Christophe Prochasson (Photo © Frédéric Presles - Flammarion)Propos recueillis par Nicolas Vidal - Christophe Prochasson publiait il y a quelques mois « La Gauche est-elle Morale ?» ( éditions Flammarion). À cette époque, DSK n’était pas encore inquiété à New York pour une affaire de moeurs. Mais la Gauche préparait déjà la campagne de 2012 tout en tentant de réhabiliter une idéologie socialiste et trouver enfin des idées de campagne. Christophe Prochasson nous propose un livre passionnant sur le rapport de moralité qu’entretient la gauche avec les idées qu’elle défend et envers son électorat.

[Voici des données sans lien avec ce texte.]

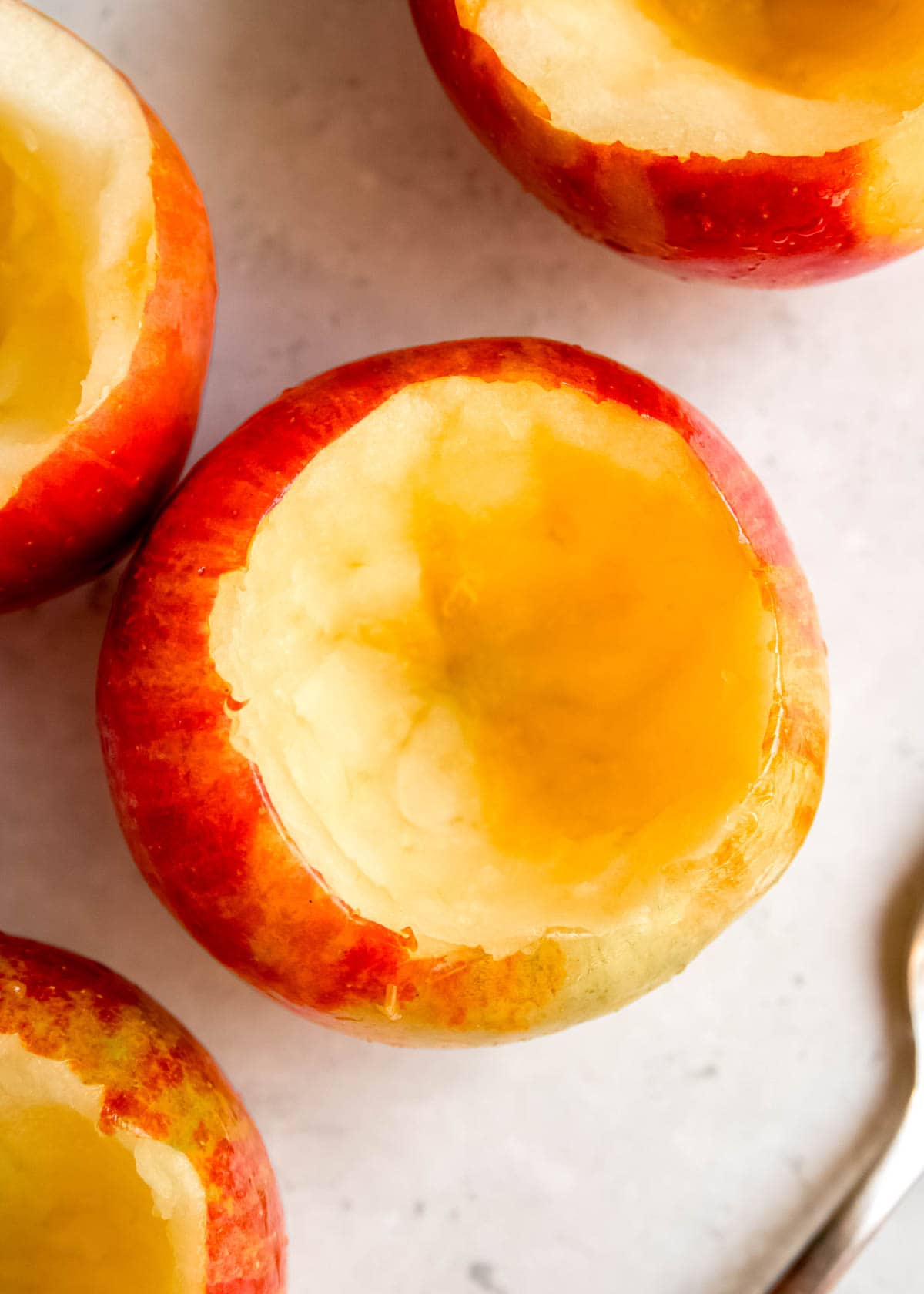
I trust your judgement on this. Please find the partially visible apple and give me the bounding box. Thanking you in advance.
[99,339,827,1044]
[0,0,215,611]
[0,934,285,1294]
[410,0,924,286]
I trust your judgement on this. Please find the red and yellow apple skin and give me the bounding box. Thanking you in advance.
[97,339,827,1045]
[410,0,924,287]
[0,92,216,611]
[0,933,286,1294]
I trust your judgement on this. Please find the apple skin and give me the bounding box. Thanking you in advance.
[97,339,829,1045]
[0,75,216,612]
[410,0,924,287]
[0,933,286,1294]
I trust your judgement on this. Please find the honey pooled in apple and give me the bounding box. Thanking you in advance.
[209,377,779,955]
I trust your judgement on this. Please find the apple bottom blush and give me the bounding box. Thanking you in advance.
[99,339,827,1044]
[0,934,285,1294]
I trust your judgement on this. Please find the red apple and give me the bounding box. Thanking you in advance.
[0,0,215,611]
[99,339,827,1044]
[410,0,924,286]
[0,934,285,1294]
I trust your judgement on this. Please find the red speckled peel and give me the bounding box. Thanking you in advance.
[0,934,285,1294]
[0,78,216,611]
[99,339,827,1044]
[410,0,906,287]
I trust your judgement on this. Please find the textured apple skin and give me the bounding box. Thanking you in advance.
[0,36,216,612]
[99,339,827,1044]
[0,933,286,1294]
[410,0,924,287]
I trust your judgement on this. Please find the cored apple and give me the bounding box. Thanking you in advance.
[99,339,827,1044]
[0,0,215,611]
[410,0,924,286]
[0,934,285,1294]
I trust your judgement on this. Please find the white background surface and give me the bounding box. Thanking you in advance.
[0,0,924,1294]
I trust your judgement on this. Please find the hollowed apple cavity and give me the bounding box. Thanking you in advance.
[0,0,156,508]
[457,0,924,159]
[209,378,778,954]
[0,1035,206,1294]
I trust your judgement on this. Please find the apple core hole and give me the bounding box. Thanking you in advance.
[0,1035,205,1294]
[457,0,924,159]
[209,378,778,952]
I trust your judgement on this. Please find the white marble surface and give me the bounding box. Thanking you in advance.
[0,0,924,1294]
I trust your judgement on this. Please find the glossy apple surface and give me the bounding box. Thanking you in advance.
[410,0,924,287]
[0,934,285,1294]
[0,0,215,611]
[99,339,827,1044]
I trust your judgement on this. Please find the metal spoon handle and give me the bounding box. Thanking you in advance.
[766,1090,924,1294]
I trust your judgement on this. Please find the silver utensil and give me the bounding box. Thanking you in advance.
[765,910,924,1294]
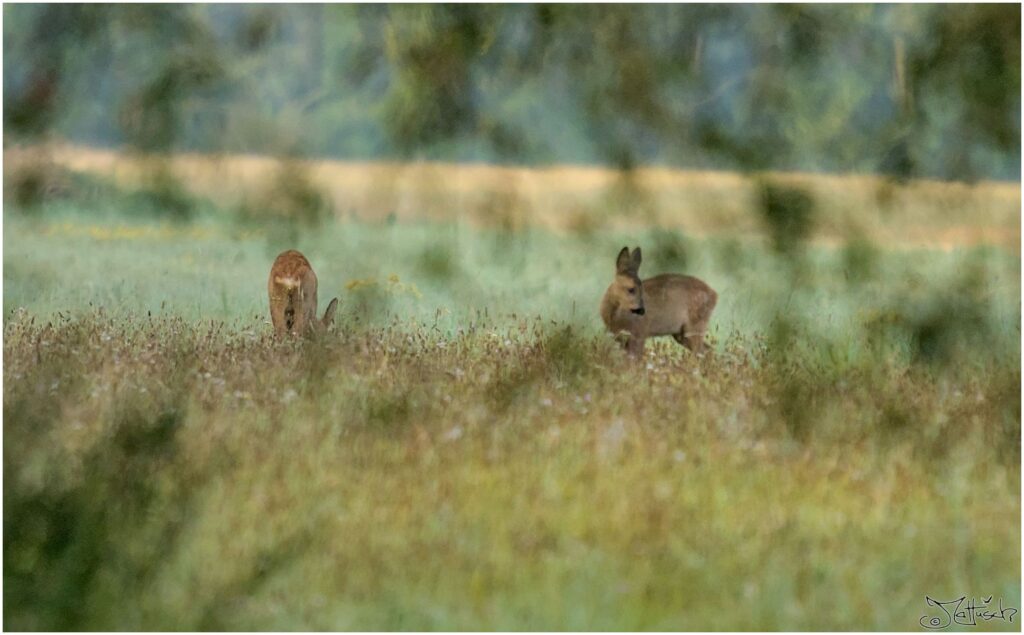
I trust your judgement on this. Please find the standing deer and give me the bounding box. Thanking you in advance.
[267,249,338,336]
[601,247,718,357]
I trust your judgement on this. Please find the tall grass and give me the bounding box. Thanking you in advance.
[3,163,1021,630]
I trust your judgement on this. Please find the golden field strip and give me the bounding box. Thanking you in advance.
[4,144,1021,253]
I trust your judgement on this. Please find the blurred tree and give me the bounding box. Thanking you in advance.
[4,4,1020,179]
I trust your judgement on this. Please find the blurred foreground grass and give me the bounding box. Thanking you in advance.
[3,156,1021,630]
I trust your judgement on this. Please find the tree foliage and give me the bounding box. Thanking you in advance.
[4,4,1020,179]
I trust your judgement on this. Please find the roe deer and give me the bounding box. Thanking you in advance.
[601,247,718,357]
[267,249,338,335]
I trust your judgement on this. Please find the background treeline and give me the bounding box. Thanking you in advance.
[3,5,1021,180]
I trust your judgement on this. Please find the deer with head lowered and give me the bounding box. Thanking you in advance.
[601,247,718,357]
[267,249,338,335]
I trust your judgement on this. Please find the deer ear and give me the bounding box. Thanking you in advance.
[321,298,338,329]
[615,247,633,273]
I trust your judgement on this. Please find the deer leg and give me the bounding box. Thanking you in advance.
[270,296,291,337]
[626,335,646,359]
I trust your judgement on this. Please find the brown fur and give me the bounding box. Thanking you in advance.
[267,249,338,335]
[601,247,718,356]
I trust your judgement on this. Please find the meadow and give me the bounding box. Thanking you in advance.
[3,151,1021,630]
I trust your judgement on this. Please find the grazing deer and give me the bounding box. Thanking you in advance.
[601,247,718,357]
[267,249,338,335]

Christophe Prochasson publie un essai pertinent, sans concession et met en perspective l’histoire du socialisme depuis le début du XXème siècle. Un livre brillant et incontournable à lire à quelques semaines des primaires socialistes et de la Présidentielle de 2012 qui permet de comprendre les véritables enjeux et les défis qui attendent les socialistes dans ces prochaines années.

Vous êtes directeur d'Etudes à l'EHESS et spécialiste d'histoire intellectuelle. En quoi consiste l'histoire intellectuelle en quelques mots?
On peut évidemment entendre de plusieurs façons cette façon de faire de l’histoire. Pour ma part, j’ai recours à ce terme pour me démarquer d’une histoire des idées désincarnées qui se satisfait de la présentation des doctrines sous l’aspect d’une succession d’auteurs sans lien établi entre les uns et les autres et surtout dans l’indifférence de ce qui se passe autour. L’histoire intellectuelle tente de percer l’énigme de la formation des idées, interprète les textes dans un contexte socio-culturel, est attentive enfin à leurs réceptions et à leurs usages.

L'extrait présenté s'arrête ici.